La isla del tesoro - Alfa y Omega

La isla del tesoro

Javier Alonso Sandoica

Sumamente recomendable la exposición de la Fundación Juan March, en Madrid, sobre la pintura británica de los últimos 500 años: desde un retrato magnífico de Holbein, hasta lo ultimísimo de Hockney. Las exposiciones en desarrollo temporal tienen la ventaja de que el visitante visualiza un proceso, en este caso el de un país. Aún recuerdo la retrospectiva de Juan Gris en el Reina Sofía del año 2005; la cosa empezaba con un cuadro de adolescencia, con mucho influjo impresionista y poca impronta personal, hasta la madurez del que quiere expresar la belleza adelgazando la forma, hasta hacerla casi invisible. Una trayectoria vital es siempre un regalo. La Gran Bretaña del XVI fue una nación virulenta con las imágenes. Además de la disolución de los monasterios, llevada a cabo por Enrique VIII a mitad de siglo, Eduardo VI, su hijo, llevó adelante un programa absolutamente iconoclasta. De hecho, al rey Eduardo lo llamaban Josías, por el destrozo del legado de imágenes. Hay un retrato de la condesa de Bedford, de autor anónimo, en el que aparece la retratada con un libro cerrado en sus manos, y el codo apoyado en una mesa desnuda de imágenes. No hay una sola cruz, ni un retrato de la Virgen, ni santos. El único signo religioso que aparece es el de tres libros que aluden a la Palabra de Dios, pero a su sola Palabra. Quizá muchos no conozcan a Hans Holbein el joven, pero si pensamos en los rostros de Erasmo de Rotterdam, Tomás Moro o Enrique VIII, reproducimos inmediatamente los retratos de aquel maestro que se afincara en Inglaterra desde 1626. Hay un bellísimo cuadro de Van Dyck, otro de los artistas extranjeros que se quedaron en la isla.

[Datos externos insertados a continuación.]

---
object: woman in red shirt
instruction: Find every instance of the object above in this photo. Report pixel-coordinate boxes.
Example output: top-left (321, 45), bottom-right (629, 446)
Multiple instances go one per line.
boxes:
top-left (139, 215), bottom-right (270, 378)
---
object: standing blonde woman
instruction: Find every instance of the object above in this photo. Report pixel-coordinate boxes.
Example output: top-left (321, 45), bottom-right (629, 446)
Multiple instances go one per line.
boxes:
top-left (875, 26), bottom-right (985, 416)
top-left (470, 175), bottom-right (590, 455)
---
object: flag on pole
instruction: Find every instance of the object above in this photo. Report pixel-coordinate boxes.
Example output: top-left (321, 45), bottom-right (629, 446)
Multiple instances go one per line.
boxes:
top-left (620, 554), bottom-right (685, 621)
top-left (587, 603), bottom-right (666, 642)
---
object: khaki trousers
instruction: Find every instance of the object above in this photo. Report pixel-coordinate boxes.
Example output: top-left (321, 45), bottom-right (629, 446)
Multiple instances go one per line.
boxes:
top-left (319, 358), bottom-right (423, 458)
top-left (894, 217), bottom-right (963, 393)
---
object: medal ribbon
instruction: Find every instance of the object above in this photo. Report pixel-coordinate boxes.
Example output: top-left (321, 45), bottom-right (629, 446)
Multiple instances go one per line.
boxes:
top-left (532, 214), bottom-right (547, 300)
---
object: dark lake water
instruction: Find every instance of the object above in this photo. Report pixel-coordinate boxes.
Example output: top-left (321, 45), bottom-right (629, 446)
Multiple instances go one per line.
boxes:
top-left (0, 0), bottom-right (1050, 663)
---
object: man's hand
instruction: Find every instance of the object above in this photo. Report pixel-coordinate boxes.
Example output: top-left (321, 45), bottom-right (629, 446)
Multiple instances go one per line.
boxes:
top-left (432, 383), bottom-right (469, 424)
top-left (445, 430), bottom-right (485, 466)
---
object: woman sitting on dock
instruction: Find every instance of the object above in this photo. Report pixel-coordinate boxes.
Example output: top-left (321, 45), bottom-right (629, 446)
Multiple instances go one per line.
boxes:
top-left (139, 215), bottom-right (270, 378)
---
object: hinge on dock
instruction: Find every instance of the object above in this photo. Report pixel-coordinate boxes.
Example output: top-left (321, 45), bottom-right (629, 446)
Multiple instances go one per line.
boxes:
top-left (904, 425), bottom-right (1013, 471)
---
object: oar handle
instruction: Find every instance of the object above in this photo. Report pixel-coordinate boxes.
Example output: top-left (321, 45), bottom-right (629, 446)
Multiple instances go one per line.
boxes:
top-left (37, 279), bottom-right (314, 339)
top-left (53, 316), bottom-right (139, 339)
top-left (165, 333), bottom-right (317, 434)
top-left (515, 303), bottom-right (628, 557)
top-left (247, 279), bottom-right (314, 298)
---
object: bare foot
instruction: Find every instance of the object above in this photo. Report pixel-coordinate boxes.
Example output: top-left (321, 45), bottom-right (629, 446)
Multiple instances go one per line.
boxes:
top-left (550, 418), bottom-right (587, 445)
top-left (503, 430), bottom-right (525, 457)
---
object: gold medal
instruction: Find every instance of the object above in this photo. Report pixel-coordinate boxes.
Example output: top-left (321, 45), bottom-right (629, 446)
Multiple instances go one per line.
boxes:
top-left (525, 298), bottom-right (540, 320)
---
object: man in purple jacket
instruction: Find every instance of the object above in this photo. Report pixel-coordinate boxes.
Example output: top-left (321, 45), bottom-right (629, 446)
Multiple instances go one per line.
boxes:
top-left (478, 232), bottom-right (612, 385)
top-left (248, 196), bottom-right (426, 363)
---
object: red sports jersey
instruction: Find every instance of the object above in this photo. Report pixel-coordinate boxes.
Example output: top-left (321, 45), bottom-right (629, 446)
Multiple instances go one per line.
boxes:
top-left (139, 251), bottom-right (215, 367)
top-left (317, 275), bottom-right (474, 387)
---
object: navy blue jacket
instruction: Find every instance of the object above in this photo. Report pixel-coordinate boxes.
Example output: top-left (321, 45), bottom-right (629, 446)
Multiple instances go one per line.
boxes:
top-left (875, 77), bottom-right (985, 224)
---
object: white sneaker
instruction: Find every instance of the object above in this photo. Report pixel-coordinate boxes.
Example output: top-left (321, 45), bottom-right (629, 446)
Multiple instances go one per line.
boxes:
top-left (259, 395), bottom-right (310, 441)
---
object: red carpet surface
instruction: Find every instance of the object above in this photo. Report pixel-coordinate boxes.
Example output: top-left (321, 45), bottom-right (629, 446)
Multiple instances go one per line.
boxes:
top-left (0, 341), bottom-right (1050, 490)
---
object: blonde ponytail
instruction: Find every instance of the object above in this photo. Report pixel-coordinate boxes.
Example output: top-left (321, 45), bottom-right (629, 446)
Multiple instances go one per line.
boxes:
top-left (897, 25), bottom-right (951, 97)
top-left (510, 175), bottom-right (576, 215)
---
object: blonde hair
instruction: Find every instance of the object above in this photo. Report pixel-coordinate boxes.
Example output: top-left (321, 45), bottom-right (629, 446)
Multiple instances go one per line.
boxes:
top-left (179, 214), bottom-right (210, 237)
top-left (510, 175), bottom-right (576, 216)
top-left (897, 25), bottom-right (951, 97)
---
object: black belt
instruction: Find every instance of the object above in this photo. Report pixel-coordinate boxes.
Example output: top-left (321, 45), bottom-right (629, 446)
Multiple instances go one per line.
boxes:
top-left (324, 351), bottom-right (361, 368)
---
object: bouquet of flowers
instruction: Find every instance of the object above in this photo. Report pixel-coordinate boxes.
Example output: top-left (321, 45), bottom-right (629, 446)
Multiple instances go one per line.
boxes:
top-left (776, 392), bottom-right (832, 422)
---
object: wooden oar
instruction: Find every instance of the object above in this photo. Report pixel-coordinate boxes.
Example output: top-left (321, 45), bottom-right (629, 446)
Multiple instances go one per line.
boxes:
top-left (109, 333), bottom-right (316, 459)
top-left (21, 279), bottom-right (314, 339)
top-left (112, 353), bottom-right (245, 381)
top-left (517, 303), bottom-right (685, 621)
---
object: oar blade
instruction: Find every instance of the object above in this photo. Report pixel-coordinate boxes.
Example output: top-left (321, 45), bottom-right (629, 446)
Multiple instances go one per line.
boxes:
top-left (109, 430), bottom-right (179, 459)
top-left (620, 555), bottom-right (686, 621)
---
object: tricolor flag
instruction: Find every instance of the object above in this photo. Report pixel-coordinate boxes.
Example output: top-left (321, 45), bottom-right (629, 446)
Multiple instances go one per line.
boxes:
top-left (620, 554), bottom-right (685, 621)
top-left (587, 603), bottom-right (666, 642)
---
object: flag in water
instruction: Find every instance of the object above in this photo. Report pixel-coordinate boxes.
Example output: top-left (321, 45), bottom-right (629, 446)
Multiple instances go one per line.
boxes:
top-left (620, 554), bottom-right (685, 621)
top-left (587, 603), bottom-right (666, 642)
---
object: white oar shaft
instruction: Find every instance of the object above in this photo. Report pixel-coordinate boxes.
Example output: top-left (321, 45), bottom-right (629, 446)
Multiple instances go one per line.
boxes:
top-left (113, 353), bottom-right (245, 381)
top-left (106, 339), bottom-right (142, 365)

El rabioso puritanismo de la época le lleva a decir al autor de las notas al programa de la Fundación que «los retratos del rey y la reina, y de otras figuras destacadas de la sociedad inglesa, traen a la memoria un mundo brillante, pero cerrado. Las mascaradas cortesanas, con sus complejos decorados y juegos de luces, costaban enormes sumas de dinero y se percibían como una cultura católica y extranjera». Con el XVII llega el florecimiento del comercio; y, con la Ilustración, la hipertrofia de la máquina y el análisis. Un exponente de ello es un aguafuerte de Hoghart que muestra un desglose de la belleza, como si la belleza fuera una tira de lomo a despiezar, y no un apunte del misterio del hombre. Hay muestras de L. Freud, Bacon, Rossetti, y el Hockney más posmoderno, un hombre zambullido en su piscina, con el desdén del desencanto y la infelicidad.